KAHRAMAN TAVŞAN KARTOPU

Bir varmış, bir yokmuş… Çok eski zamanların birinde ormanın kuytu köşesinde bir tavşan ailesi yaşamaktaymış.

Bu aile beş kişilik bir aileymiş. Anne tavşan, baba tavşan ve üç yavru tavşan…

Bu tavşanların en büyüğünün adı Torin, ortancasının adı Arman, en küçüklerinin adı da Kartopuymuş.

Torin ve Arman çok becerikli, çalışkan ve cesur tavşanlarmış.

Arman her sabah erkenden kalkar, babasıyla bir olur, ormana odun toplamaya gidermiş.

Torin ise evde kalıp, annesinin ev işlerinde ona yardımcı olurmuş.

Gelelim Kartopuna: Kartopu, abla ve ağabeysinin aksine beceriksiz, korkak ve tembel bir tavşanmış.

Baba tavşan Kartopu’nun böyle olmasının sorumlusunu hep anne tavşanda bulur, onu şımartmakla suçlarmış.

Eee, haksız da değilmiş hani!
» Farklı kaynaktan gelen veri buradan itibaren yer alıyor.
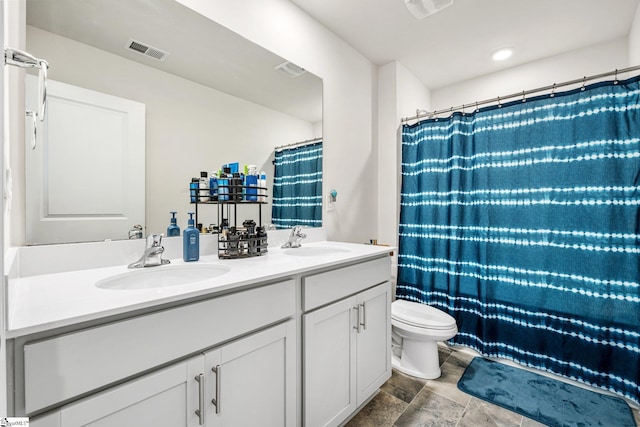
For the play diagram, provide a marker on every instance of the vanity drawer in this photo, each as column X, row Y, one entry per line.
column 61, row 368
column 323, row 288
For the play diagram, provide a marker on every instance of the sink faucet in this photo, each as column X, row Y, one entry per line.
column 295, row 237
column 152, row 255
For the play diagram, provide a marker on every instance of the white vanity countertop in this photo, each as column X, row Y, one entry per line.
column 43, row 302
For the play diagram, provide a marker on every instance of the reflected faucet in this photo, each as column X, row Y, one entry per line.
column 152, row 255
column 295, row 238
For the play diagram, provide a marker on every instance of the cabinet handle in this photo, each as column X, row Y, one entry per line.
column 200, row 410
column 216, row 401
column 357, row 327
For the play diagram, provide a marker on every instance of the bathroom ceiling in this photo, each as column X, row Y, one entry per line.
column 456, row 43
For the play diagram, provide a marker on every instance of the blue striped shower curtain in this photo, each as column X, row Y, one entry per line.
column 297, row 187
column 521, row 221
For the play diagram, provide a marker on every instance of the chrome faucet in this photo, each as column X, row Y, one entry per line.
column 295, row 237
column 152, row 255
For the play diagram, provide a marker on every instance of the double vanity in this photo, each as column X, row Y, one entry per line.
column 301, row 336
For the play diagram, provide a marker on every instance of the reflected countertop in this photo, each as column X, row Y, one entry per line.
column 39, row 303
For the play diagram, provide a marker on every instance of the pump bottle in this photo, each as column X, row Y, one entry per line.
column 191, row 241
column 173, row 229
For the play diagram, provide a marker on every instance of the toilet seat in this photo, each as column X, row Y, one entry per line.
column 421, row 315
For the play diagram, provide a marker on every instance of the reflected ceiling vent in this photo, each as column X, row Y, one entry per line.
column 423, row 8
column 290, row 69
column 147, row 50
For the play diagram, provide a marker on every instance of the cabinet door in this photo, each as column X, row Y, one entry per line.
column 251, row 381
column 329, row 363
column 373, row 366
column 167, row 397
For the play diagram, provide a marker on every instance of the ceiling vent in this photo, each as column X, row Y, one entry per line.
column 146, row 50
column 290, row 69
column 422, row 8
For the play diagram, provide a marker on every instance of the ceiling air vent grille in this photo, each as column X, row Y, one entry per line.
column 290, row 69
column 147, row 50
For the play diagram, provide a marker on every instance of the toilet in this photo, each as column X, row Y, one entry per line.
column 416, row 328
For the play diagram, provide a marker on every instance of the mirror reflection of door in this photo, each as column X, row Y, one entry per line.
column 86, row 176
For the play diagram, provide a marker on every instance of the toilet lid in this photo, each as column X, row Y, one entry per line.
column 421, row 315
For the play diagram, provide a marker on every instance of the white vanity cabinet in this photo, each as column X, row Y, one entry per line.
column 347, row 343
column 255, row 362
column 248, row 382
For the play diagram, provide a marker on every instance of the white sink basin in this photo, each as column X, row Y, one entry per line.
column 311, row 251
column 162, row 276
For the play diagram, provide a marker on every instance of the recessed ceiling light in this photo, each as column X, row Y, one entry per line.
column 502, row 54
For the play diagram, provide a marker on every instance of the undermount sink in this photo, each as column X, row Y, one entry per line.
column 162, row 276
column 311, row 251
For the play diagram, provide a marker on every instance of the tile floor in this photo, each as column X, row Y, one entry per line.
column 405, row 401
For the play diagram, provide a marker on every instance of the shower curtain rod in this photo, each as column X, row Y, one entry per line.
column 423, row 113
column 301, row 143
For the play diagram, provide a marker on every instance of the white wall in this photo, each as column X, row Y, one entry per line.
column 189, row 127
column 399, row 94
column 349, row 151
column 568, row 66
column 634, row 40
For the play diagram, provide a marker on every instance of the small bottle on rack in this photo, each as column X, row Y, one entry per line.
column 204, row 187
column 193, row 189
column 213, row 186
column 191, row 241
column 173, row 229
column 252, row 183
column 262, row 191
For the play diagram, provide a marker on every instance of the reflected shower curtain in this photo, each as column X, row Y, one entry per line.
column 521, row 221
column 297, row 187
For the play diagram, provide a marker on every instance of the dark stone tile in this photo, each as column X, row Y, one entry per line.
column 403, row 387
column 481, row 413
column 430, row 409
column 447, row 384
column 443, row 353
column 381, row 411
column 460, row 358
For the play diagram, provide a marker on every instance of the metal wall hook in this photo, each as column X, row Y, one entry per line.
column 34, row 134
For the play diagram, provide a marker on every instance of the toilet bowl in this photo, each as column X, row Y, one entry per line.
column 416, row 329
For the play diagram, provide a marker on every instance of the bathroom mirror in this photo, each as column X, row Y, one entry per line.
column 212, row 98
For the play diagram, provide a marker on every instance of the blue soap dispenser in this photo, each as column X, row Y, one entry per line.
column 173, row 229
column 191, row 241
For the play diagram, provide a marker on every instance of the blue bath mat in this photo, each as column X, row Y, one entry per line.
column 543, row 399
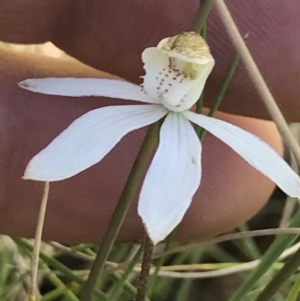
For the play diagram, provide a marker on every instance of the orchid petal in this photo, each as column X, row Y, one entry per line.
column 252, row 149
column 172, row 179
column 87, row 87
column 88, row 139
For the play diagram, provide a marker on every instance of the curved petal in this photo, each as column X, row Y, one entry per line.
column 88, row 139
column 172, row 179
column 87, row 87
column 252, row 149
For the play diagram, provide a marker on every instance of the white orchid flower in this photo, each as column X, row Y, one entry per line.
column 176, row 72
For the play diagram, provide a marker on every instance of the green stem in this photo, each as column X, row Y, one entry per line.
column 294, row 292
column 280, row 244
column 222, row 91
column 121, row 209
column 275, row 284
column 57, row 265
column 201, row 15
column 119, row 286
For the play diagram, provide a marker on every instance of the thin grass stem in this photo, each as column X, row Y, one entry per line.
column 32, row 290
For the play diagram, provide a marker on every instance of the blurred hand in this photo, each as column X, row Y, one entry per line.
column 110, row 36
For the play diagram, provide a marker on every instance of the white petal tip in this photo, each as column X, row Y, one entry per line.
column 25, row 84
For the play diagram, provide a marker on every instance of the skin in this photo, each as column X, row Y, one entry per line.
column 110, row 36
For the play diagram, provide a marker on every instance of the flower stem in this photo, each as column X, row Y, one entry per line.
column 145, row 270
column 37, row 245
column 121, row 209
column 201, row 15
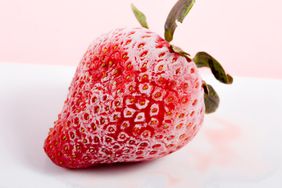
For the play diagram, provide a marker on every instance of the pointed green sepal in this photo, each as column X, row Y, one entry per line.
column 203, row 59
column 140, row 16
column 177, row 13
column 211, row 99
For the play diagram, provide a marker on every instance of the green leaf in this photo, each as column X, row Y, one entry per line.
column 211, row 100
column 177, row 13
column 203, row 59
column 140, row 16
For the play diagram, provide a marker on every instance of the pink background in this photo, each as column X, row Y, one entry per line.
column 246, row 36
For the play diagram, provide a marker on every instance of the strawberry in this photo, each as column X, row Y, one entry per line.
column 134, row 97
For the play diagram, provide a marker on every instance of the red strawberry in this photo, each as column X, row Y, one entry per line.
column 134, row 97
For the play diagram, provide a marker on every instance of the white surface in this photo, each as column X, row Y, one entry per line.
column 238, row 146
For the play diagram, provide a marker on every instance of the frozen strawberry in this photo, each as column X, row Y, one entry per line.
column 134, row 97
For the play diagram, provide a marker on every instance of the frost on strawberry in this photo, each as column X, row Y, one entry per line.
column 133, row 98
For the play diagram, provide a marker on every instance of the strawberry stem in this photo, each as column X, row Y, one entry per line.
column 140, row 16
column 203, row 59
column 211, row 99
column 177, row 13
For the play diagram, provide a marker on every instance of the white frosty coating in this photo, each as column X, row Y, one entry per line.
column 179, row 125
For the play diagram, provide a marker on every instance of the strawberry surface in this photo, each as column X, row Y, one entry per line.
column 132, row 99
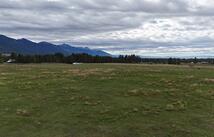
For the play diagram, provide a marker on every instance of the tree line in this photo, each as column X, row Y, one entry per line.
column 85, row 58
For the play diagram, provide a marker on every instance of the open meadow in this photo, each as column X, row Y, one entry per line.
column 106, row 100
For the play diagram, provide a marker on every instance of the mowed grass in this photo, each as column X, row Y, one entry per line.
column 106, row 100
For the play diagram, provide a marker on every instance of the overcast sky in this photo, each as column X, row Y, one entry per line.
column 142, row 27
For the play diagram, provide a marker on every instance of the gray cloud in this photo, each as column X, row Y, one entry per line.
column 124, row 26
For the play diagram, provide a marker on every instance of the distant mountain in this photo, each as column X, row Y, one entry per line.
column 25, row 46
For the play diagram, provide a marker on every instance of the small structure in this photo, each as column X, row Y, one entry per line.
column 11, row 61
column 76, row 63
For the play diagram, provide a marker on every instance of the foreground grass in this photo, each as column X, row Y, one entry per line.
column 106, row 100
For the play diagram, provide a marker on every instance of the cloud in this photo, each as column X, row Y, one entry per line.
column 160, row 27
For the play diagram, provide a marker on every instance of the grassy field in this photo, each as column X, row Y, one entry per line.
column 106, row 100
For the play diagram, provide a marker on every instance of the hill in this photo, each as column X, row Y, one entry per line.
column 25, row 46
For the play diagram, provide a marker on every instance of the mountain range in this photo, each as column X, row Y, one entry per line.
column 27, row 47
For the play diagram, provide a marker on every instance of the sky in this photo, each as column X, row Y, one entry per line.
column 153, row 28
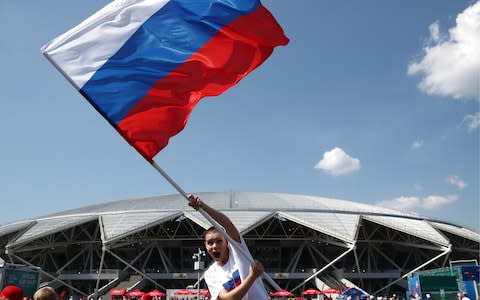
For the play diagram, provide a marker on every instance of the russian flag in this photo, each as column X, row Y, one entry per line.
column 145, row 64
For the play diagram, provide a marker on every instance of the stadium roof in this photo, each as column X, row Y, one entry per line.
column 337, row 218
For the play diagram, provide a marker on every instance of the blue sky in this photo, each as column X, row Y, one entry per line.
column 372, row 101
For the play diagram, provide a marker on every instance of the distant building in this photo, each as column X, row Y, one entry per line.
column 148, row 243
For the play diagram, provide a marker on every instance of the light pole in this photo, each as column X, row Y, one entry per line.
column 198, row 264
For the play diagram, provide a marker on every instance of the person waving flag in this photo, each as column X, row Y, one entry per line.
column 145, row 64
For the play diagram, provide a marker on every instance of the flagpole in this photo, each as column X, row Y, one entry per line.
column 214, row 223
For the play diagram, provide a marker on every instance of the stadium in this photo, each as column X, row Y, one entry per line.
column 301, row 240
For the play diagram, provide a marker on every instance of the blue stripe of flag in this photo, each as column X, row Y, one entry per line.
column 162, row 43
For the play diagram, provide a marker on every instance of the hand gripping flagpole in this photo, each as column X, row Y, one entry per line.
column 214, row 223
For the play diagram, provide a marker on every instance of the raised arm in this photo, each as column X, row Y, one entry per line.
column 222, row 219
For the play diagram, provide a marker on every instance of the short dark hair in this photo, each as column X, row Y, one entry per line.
column 211, row 229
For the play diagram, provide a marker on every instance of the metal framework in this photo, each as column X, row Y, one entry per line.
column 80, row 258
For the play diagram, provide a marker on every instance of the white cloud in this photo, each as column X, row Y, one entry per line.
column 434, row 31
column 417, row 145
column 412, row 203
column 418, row 187
column 337, row 162
column 456, row 181
column 472, row 121
column 451, row 66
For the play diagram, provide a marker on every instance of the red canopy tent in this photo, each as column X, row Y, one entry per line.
column 311, row 292
column 156, row 293
column 184, row 292
column 118, row 292
column 135, row 294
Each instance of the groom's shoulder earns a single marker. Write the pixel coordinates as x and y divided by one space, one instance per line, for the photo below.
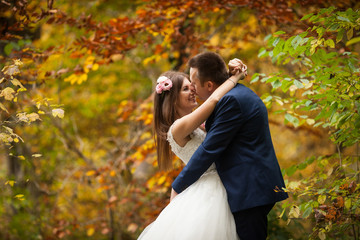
241 92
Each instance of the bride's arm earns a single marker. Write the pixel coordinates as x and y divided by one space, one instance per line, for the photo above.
187 124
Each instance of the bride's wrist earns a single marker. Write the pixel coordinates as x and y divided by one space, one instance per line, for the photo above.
233 80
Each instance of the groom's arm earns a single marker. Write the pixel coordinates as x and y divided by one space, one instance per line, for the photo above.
228 120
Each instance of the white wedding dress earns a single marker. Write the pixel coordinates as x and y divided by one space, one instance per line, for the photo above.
201 212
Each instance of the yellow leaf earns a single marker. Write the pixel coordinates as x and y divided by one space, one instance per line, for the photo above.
95 67
72 78
58 112
90 173
90 232
10 182
33 117
322 235
18 62
310 121
294 212
17 83
20 197
322 199
132 227
3 108
82 78
7 93
161 180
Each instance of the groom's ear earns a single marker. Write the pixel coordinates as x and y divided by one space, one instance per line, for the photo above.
210 86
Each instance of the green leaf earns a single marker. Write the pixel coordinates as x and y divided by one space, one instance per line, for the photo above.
330 43
322 199
306 16
343 19
340 35
292 119
262 52
254 78
307 212
279 33
276 84
350 33
353 41
8 48
298 84
291 170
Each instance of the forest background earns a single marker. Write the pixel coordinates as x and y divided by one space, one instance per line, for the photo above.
77 152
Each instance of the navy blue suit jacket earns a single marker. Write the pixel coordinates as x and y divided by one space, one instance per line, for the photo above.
238 141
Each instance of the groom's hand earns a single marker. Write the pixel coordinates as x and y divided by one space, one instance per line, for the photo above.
235 66
173 194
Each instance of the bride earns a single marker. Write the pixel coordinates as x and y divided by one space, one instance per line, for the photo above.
200 212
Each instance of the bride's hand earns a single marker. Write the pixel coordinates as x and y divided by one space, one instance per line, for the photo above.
173 194
237 66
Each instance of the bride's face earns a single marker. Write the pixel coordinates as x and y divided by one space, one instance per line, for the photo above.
186 101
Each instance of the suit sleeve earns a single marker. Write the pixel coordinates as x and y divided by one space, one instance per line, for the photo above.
227 121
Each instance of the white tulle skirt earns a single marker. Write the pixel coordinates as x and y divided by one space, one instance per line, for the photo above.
201 212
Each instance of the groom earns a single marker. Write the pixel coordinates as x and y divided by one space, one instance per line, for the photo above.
238 141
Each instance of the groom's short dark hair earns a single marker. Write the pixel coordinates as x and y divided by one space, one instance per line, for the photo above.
211 67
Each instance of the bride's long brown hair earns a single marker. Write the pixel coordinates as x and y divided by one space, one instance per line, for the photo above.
165 115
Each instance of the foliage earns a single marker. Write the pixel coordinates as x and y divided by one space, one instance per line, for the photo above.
93 174
322 89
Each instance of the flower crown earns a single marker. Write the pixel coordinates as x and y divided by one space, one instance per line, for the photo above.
163 84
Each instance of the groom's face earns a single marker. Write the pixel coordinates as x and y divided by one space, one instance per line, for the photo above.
201 91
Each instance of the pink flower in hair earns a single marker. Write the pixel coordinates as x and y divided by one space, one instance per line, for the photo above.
163 84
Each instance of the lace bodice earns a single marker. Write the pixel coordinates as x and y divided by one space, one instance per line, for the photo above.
185 153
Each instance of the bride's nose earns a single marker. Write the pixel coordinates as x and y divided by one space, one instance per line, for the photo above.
192 88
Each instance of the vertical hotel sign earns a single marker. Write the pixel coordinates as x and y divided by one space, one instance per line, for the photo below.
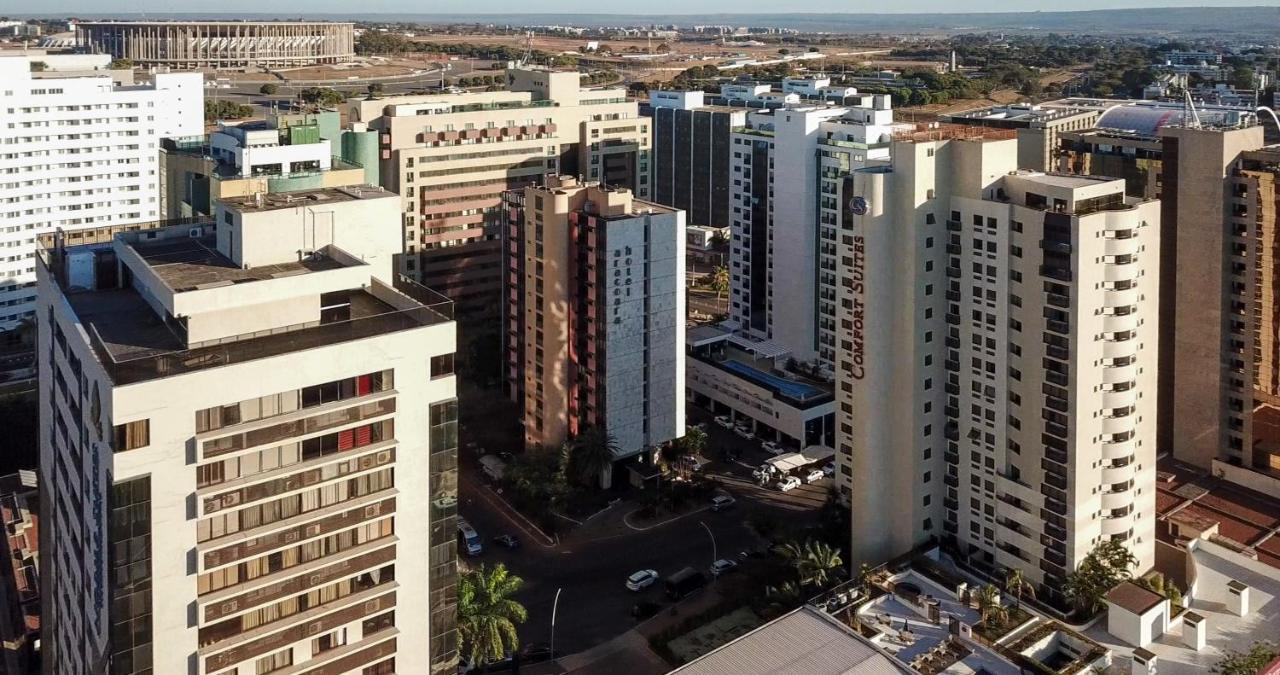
855 208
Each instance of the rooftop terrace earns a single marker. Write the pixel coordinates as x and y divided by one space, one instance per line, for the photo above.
192 264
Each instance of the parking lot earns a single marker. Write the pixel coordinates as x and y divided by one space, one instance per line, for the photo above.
590 564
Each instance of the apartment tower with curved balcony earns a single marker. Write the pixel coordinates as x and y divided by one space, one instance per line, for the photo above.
996 373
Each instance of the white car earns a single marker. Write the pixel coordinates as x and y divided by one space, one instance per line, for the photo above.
722 566
641 580
789 483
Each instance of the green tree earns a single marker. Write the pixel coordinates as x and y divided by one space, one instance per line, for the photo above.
592 454
488 615
990 605
814 562
1249 662
694 441
1109 564
223 109
720 281
1018 585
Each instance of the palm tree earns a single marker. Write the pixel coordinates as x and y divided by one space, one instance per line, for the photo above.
593 454
988 603
813 561
720 281
1016 585
821 562
487 615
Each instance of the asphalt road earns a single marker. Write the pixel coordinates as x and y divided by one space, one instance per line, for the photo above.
590 565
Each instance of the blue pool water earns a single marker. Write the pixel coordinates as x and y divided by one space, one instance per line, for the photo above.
795 390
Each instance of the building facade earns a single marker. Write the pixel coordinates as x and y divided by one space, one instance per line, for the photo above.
451 156
248 431
784 222
999 359
19 579
219 44
80 153
595 315
691 155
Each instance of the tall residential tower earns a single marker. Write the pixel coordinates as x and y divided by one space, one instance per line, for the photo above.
999 356
248 439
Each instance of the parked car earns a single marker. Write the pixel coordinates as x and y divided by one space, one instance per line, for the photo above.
694 463
789 483
772 448
641 580
470 538
508 541
722 566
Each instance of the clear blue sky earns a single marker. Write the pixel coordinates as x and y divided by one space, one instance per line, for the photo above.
592 7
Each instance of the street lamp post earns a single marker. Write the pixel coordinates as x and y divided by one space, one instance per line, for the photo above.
714 555
554 606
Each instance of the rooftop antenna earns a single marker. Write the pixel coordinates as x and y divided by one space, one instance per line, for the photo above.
1191 118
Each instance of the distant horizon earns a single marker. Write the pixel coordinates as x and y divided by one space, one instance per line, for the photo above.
658 9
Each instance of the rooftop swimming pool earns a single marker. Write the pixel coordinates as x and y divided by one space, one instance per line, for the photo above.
795 390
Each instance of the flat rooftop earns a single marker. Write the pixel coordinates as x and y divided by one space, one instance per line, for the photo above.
1068 181
804 641
1248 521
192 264
135 345
304 197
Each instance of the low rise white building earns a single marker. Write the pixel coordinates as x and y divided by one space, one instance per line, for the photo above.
80 153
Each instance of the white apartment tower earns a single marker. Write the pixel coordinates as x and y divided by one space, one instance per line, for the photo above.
80 153
785 165
997 360
248 439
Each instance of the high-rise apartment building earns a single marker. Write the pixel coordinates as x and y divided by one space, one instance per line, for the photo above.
691 154
784 219
1214 177
595 314
452 155
80 153
248 439
997 359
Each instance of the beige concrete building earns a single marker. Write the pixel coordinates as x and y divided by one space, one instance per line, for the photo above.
595 315
996 374
219 44
248 433
452 155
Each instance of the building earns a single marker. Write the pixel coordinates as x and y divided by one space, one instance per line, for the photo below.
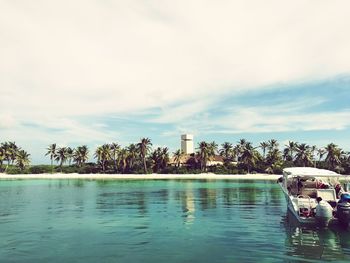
187 144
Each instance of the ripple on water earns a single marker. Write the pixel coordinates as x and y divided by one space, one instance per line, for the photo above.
157 221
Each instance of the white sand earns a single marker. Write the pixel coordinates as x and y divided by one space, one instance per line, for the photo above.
142 176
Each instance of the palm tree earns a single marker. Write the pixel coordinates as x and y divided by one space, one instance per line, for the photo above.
273 160
178 155
81 155
133 154
320 152
303 155
226 151
156 159
2 156
103 155
313 149
144 147
123 157
70 152
13 149
248 156
22 159
264 146
115 148
272 144
213 146
333 156
205 152
51 150
61 156
6 153
289 150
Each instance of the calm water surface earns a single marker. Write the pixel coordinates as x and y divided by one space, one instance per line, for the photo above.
156 221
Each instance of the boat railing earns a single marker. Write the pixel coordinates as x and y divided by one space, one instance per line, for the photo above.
304 202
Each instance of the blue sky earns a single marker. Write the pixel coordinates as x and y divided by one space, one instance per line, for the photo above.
91 72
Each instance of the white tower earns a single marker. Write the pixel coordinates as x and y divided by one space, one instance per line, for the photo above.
187 143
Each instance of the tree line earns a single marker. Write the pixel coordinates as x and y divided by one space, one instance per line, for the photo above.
242 157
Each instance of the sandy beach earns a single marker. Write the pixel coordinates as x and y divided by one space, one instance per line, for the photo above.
207 176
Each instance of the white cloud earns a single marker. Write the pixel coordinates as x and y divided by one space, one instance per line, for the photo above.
62 59
272 119
7 121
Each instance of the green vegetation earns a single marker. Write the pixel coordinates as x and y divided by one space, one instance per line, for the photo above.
230 158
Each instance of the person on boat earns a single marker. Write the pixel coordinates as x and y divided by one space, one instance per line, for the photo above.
338 190
322 202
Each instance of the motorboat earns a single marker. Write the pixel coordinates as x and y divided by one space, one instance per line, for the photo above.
316 196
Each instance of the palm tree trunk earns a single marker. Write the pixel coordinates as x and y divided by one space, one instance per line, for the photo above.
144 165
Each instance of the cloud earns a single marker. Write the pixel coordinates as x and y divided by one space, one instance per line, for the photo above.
7 121
65 60
89 57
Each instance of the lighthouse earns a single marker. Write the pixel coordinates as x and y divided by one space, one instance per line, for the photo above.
187 143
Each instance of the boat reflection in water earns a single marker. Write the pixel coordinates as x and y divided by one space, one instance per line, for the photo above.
311 242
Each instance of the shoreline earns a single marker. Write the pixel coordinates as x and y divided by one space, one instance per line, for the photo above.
206 176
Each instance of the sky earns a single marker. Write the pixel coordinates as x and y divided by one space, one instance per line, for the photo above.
92 72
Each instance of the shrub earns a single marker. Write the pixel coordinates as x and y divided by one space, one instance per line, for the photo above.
14 170
40 169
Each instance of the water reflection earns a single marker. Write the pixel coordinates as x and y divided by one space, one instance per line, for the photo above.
187 200
308 242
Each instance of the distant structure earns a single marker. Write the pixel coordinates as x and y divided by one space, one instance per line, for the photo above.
187 143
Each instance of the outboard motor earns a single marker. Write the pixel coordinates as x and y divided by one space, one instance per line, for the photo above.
343 209
324 213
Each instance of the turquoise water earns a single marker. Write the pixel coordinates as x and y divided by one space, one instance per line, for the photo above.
156 221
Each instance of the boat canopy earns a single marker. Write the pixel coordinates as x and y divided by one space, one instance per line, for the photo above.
309 171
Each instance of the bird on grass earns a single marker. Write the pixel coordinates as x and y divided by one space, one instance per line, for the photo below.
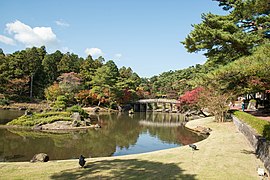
82 161
193 147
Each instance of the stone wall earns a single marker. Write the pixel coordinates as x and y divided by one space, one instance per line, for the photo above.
260 145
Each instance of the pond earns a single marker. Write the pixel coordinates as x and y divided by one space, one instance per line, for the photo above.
121 134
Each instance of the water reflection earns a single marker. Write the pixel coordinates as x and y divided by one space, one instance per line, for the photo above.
120 134
8 115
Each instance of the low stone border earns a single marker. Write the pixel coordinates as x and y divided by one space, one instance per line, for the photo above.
260 145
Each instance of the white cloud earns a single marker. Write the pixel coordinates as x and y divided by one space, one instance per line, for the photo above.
36 36
7 40
66 49
118 56
94 52
62 23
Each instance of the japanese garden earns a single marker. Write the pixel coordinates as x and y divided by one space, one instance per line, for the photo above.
128 126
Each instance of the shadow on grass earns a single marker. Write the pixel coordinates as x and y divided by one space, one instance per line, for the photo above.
125 169
244 151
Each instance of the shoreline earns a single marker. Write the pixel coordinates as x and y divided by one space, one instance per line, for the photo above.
225 154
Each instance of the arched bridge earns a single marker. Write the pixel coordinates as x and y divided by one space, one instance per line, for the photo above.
168 105
144 101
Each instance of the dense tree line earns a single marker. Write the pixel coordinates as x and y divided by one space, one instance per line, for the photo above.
33 73
237 49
Çünkü anne tavşan Kartopuna kıyamaz, onun yapabileceği tüm işleri kendisi yaparmış. Bu yüzden de Kartopu kendine güvensiz bir tavşan olup çıkmış.

Gel zaman, git zaman ormana aslan ailesi yerleşmiş. Bu ailenin tüm bireyleri güçlü, kuvvetli ve kavgacıymış.

Tavşan ailesi ve ormanda yaşayan tüm hayvanlar aslan ailesinden korkuyla söz ederlermiş.

Bir gece yarısı aniden tavşan ailesinin kapısı çalınmış.

Bu ses üzerine baba tavşan korkuyla yataktan fırlamış. Ürkek adımlarla kapıya yaklaşıp:

‘’Kim var orda? Gece yarısı ne işiniz var?’’ Demiş.

Kapının öbür tarafında duran Sansar Saso titrek bir sesle:

‘’Benim komşum Saso! Aç kapıyı sana diyeceklerim var!’’ Demiş.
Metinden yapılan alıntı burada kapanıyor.